For this week, our main focus was improving our CNN since in the last few weeks we hit a bump at about 75% accuracy. With improvements in preprocessing it actually decreased the accuracy, so we had to explore other methods. First we added more audio data to train on since we weren’t training on the entire Physionet dataset yet. Also, we played around with the architecture by changing the number of channels in our last two convolutional layers. We are still using in total 5 convolutional layers with a filter size of three for each one, but in the last two convolutional layers, we switched the number of filters from 48 each to 24 and 12 respectively. Once we tested the CNN with these changes, we consistently achieved an accuracy of above 85% as shown by the image below.

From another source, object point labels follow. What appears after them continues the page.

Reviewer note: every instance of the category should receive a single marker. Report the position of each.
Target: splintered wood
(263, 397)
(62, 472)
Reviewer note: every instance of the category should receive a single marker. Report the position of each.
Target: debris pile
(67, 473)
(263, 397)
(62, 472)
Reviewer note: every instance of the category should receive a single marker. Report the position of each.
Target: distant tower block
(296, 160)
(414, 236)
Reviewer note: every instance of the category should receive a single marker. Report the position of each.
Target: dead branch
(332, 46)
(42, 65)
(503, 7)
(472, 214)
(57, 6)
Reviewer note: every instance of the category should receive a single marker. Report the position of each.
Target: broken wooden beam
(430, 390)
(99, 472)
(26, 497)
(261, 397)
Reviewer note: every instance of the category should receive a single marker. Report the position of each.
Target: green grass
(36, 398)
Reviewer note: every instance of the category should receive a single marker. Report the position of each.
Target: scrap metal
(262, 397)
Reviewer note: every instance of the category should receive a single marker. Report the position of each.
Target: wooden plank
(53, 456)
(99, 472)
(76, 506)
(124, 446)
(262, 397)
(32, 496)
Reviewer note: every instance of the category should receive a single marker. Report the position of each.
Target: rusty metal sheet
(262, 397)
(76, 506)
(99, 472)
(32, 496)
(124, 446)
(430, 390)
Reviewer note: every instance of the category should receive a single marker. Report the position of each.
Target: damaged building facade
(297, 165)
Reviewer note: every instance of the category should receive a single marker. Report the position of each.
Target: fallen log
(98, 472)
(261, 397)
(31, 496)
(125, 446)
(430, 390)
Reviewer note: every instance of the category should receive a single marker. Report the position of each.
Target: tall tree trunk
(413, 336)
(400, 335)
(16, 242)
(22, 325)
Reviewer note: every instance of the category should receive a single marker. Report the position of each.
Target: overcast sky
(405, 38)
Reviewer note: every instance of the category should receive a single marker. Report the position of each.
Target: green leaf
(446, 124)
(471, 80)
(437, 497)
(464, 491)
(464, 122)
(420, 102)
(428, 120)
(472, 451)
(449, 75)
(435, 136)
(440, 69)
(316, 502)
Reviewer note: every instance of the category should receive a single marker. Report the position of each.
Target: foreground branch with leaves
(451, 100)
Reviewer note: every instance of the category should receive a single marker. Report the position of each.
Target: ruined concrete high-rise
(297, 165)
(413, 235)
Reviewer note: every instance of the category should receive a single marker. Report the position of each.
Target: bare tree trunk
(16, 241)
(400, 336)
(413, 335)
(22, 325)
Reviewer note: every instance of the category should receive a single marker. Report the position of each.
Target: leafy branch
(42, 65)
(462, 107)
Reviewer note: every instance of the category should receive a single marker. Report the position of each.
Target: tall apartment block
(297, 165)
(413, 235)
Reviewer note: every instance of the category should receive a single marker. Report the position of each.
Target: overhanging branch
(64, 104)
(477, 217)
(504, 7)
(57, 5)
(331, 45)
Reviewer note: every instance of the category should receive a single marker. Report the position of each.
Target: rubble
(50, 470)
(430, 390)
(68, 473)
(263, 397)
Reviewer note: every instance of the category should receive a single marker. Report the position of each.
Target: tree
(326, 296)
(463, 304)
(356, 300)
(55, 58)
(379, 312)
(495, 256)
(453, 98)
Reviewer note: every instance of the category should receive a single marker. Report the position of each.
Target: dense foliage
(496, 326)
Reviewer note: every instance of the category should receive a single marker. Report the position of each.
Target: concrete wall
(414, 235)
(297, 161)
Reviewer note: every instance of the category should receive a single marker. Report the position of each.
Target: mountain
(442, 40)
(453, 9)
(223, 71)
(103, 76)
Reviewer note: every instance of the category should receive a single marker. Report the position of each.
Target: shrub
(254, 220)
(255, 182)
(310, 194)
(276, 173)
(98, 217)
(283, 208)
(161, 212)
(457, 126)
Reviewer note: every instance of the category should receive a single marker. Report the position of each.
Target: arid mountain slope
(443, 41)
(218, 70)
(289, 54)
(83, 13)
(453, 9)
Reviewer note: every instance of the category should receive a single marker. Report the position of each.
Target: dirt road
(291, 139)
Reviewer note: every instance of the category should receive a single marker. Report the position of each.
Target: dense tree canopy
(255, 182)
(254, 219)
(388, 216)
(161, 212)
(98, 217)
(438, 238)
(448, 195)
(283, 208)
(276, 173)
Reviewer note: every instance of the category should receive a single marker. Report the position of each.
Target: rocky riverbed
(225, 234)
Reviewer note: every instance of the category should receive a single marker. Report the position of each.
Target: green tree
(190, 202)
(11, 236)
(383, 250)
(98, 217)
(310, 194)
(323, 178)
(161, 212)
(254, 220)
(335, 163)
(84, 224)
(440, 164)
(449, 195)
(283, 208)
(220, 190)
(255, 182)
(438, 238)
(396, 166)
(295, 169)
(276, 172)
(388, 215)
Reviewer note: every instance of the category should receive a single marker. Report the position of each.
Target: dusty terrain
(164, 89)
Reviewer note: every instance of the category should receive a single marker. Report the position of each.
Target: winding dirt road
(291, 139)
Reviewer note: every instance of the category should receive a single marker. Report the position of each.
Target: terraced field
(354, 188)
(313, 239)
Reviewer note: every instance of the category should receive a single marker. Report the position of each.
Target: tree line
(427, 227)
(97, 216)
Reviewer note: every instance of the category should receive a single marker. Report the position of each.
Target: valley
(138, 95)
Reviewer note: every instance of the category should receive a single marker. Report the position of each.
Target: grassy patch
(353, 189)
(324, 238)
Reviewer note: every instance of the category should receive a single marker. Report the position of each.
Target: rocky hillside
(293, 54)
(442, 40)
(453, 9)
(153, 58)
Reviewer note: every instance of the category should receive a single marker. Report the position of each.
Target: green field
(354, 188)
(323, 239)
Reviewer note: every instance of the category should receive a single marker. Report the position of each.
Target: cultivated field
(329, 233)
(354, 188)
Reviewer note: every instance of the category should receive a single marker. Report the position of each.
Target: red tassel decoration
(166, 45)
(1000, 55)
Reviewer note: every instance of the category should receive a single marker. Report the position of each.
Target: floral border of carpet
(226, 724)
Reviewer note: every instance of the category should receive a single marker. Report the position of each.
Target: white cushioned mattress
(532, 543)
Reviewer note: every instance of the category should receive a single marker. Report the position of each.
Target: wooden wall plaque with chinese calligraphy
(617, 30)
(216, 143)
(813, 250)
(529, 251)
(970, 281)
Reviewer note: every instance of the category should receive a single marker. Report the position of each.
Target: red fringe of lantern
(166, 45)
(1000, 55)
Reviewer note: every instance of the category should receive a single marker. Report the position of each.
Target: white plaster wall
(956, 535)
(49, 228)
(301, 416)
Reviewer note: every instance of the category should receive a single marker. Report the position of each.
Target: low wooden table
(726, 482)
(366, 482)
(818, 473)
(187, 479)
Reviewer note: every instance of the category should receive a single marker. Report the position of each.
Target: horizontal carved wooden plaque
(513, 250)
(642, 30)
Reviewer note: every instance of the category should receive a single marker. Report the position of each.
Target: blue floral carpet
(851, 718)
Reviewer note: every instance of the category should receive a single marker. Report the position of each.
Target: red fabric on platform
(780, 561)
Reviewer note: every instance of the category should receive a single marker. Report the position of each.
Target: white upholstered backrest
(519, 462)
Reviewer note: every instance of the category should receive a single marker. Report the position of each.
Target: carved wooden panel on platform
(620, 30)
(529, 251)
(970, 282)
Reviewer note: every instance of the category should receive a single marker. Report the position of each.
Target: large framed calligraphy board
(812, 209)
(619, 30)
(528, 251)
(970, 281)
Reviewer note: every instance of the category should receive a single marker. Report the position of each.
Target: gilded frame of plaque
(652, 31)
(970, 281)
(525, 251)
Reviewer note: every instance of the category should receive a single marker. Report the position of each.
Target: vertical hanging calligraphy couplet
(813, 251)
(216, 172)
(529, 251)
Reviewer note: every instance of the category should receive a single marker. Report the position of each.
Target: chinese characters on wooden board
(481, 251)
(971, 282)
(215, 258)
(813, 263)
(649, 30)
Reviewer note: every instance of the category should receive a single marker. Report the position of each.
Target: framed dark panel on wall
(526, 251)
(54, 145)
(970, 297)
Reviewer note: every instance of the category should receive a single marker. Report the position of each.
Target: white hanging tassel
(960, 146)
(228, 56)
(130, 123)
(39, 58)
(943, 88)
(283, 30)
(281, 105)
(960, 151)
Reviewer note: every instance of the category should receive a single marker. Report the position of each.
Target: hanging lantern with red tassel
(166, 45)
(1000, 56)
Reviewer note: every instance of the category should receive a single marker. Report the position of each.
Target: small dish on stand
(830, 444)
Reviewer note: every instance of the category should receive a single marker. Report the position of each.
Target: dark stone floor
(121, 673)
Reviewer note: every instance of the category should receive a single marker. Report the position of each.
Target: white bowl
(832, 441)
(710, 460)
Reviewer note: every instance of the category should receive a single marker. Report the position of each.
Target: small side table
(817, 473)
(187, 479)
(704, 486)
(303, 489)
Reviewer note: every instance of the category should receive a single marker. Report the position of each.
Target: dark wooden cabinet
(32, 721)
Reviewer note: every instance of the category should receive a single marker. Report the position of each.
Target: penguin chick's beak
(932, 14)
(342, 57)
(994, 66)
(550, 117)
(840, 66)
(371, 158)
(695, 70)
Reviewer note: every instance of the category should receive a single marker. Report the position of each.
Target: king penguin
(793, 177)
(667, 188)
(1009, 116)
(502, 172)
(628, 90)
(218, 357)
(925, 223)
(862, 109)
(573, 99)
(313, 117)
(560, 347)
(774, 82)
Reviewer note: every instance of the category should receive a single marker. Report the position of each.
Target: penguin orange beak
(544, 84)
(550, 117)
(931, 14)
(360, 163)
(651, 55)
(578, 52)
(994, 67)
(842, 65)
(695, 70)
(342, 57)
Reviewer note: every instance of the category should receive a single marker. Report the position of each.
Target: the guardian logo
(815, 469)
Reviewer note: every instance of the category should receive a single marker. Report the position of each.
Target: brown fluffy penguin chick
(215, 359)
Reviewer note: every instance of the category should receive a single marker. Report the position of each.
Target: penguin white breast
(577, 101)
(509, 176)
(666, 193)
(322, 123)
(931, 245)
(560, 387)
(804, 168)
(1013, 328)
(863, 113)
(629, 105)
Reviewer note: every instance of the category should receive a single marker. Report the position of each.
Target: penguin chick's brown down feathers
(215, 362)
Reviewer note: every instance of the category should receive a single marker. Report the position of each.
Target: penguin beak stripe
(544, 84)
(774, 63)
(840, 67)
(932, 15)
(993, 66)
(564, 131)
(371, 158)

However once we tested again the next day, the CNN was consistently achieving an accuracy of above 80% but not always above 85%. Therefore, more testing has to be done to make the final leap above the 85%. We plan on testing with increasing the total number of filters that occur in each convolutional layer as well as increasing the number of epochs/batch size, although that will increase our training time significantly.

However, since our final demo is coming up, we are putting a hold on improving the CNN and have it communicate with the actual stethoscope to read real time data and classify the sound. Our team is meeting on Sunday to finish this task.